Закованный в серебряные цепи монах неподвижно стоял на коленях посреди комнаты, прямо в центре начертанного на полу круга. С того самого мига, когда тварь из Бездны покинула тело Мелиссы Йонге, он больше не пытался сопротивляться и ничего не говорил.

Сама Мелисса очнулась, но себя так и не пришла. Она тихо-тихо причитала “это не я, не я! Меня нет! Меня больше не существует!…” и монотонно раскачивалась из стороны в сторону, всеми оставленная и забытая. С уходом демона наваждение развеялось и девушка была теперь просто девушкой: уставший бледной тенью, ни капли не похожей на Бригитту ни внешне, ни поводками. Я испытывал ужас от осознания того, через что ей пришлось пройти; облегчение от её освобождения; беспокойство за её дальнейшую судьбу. Я чувствовал всё что угодно, кроме былого противоестественного притяжения, и был рад этому. Всё наконец встало на свои места.

Помимо нас на этот негласный суд собрался весь цвет местной инквизиции, а так же брат Зигфрид, библиотекарь Матеас и Его Преосвященство с младшим сыном. Позвали и мэтра Янсенса, одновременно как друга семьи Лемменс и моего работодателя, властного подтвердить или же опровергнуть подлинность моих слов. Посылали даже за господином Йонге, но последний так и не явился. Отправленный за ним служка вернулся один и о чём-то тихо отчитался Роланду. И всё.

— Я всё равно не могу в это поверить, — подал голос тот самый паладин, родной брат обвиняемого, Александр. — Доминик, почему ты молчишь? Скажи уже хоть что-нибудь!

Доминик не шелохнулся, все так же бессмысленно глядя в одну-единственную точку на полу.

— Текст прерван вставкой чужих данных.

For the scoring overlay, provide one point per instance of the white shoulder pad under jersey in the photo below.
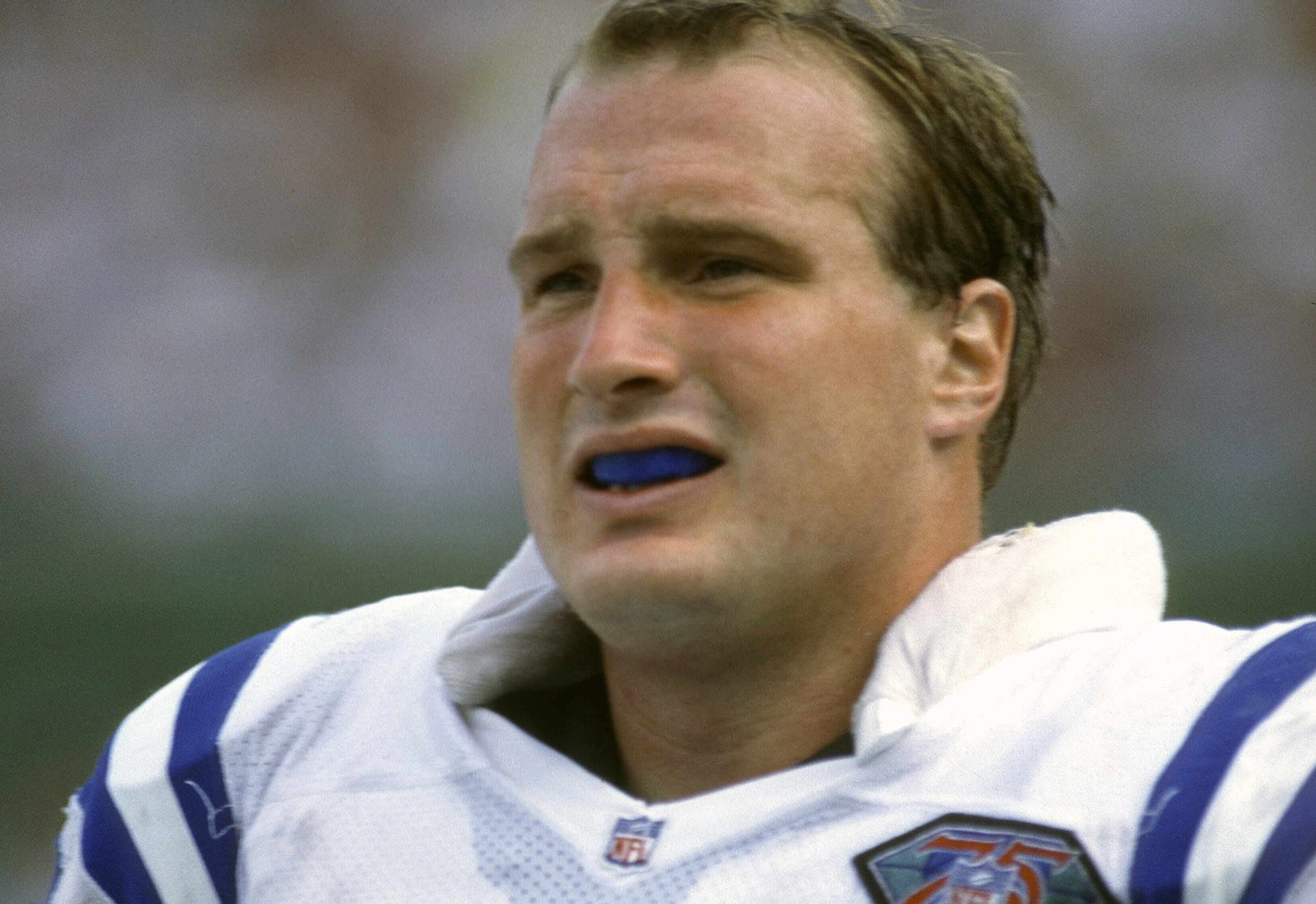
(157, 821)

— Нонсенс! — произнёс епископ, тщетно стараясь уничтожить Роланда взглядом. — Это всё какая-то чушь, фальш, плохо поставленный спектакль. Кто поверит в этот вздор? И кто вообще этот одноглазый плебей?

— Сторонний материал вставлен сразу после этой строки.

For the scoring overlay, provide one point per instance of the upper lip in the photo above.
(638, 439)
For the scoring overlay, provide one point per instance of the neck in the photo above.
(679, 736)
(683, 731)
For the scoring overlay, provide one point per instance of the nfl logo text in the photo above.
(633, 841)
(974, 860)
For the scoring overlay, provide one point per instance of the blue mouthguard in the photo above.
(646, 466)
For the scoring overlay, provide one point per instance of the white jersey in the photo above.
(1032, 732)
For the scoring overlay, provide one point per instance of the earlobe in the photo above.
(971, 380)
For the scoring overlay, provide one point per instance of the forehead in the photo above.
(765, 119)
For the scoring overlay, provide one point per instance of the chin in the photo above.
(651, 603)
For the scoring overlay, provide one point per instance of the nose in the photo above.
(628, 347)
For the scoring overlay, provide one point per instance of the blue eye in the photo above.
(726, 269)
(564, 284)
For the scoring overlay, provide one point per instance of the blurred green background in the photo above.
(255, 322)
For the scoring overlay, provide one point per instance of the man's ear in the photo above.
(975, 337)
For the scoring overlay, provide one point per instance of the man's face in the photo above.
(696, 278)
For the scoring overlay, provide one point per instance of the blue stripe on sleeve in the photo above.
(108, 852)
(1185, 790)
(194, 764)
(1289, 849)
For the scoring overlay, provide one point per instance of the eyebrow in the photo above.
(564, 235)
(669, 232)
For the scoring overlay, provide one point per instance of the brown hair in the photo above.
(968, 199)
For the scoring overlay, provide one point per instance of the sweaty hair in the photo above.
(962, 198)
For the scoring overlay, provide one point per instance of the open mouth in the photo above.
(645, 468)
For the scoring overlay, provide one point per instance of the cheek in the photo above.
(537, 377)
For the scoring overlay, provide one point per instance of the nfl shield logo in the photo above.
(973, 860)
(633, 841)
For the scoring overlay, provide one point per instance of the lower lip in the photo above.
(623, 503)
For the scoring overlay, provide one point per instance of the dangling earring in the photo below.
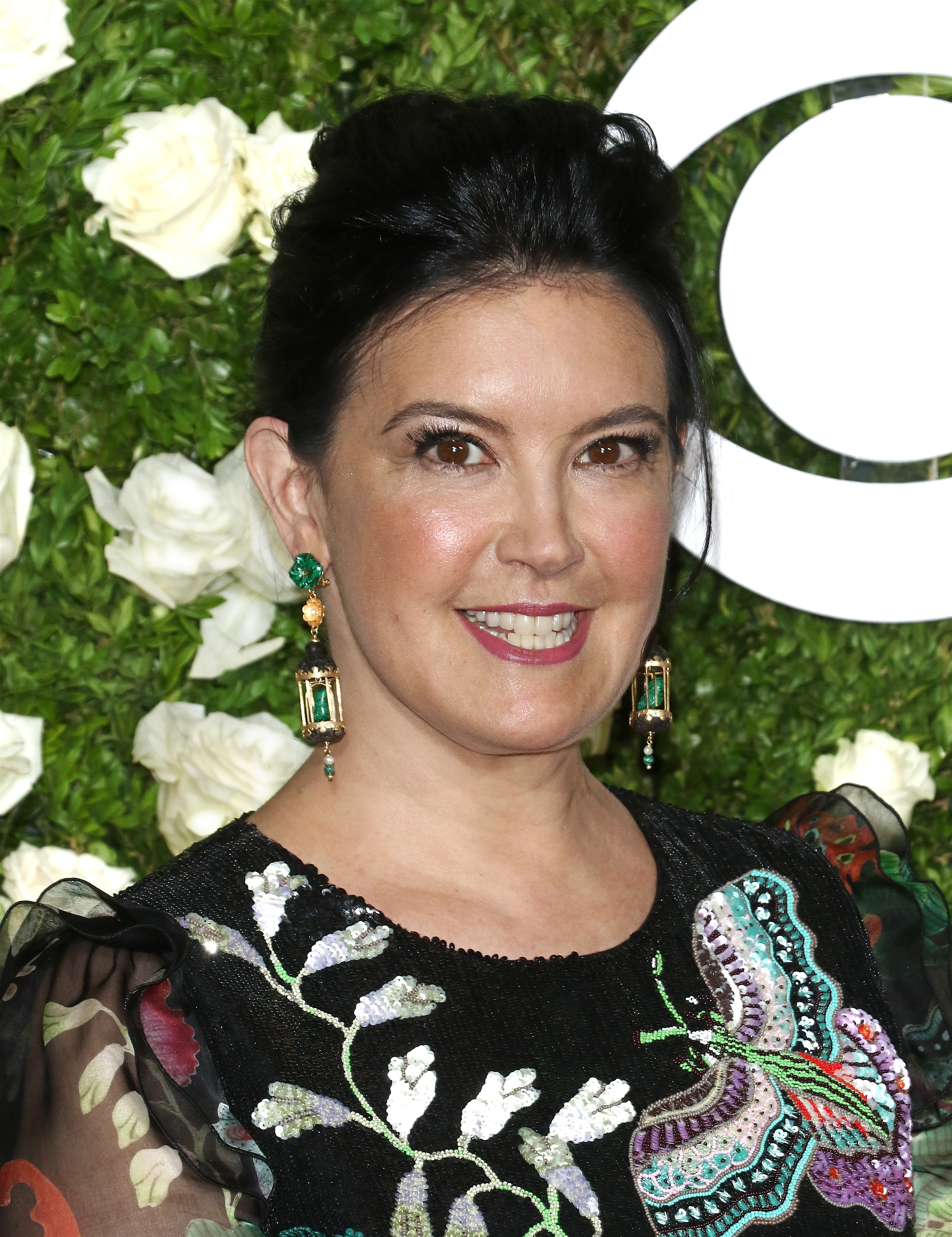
(322, 710)
(652, 714)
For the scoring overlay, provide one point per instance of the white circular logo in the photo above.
(834, 280)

— Мой ученик, — ответил мэтр. — И я должен отметить, что он до сих пор показывал себя человеком надежным и честным, несмотря на некоторую импульсивность и талант к наживанию проблем. И он действительно несколько дней назад спрашивал меня о падучей болезней: что она такое, что я о ней думаю и чем можно помочь.

— Это ничего не доказывает! — не отступал первосвященник. — Харди, это немыслимо! Это самая грязная попытка сместить меня с должности, какую только можно было себе представить! И уж от кого — кого, а от вас я такого не ожидал! Вы же человек чести, всегда им были! Скажите, что вам обещали взамен на это? Золото? Повышение по службе? Что?

Я стиснул зубы, чтобы не сказать ненароком вслух то, что следовало бы. Почуявшая неладное Рэни ткнулась головой мне в локоть и коротко скульнула, призывая успокоиться и лучше погладить её.

- Нет, Ваше Преосвященство, — ответный холодный взгляд Роланда заставил епископа съёжиться. — Я не позволю вам замять это дело. Восемь убитых с особой жестокостью жертв и покушение на жизнь девятой. Попавшая под одержимость девушка, которая теперь повредилась умом. И колдовство. Демонология. Худшее из возможных зол в руках посвящённого императору монаха, чья работа — переписывать манускрипты и сохранять знания для последующих поколений.

Он гневно обвел взглядом притихших людей и в абсолютной тишине произнёс:

— Ваш сын, Ваше Преосвященство, будет отвечать перед судом. И будьте уверены, с вас просят не меньше.

— Сын? Нет. Он мне не сын! — глухо и зло проговорил епископ. — Я знать не желаю это существо. Как жаль, что я пренебрёг советами мудрых людей, предлагавших просто подсыпать яда в козье молоко. Но нет же! Я же дал ему шанс! Дал ему пищу и крышу над головой! Дал подобающее образование! Терпел тот позор, который он навлек на мой дом! И вот! Вот чем это ничтожество отплатило мне!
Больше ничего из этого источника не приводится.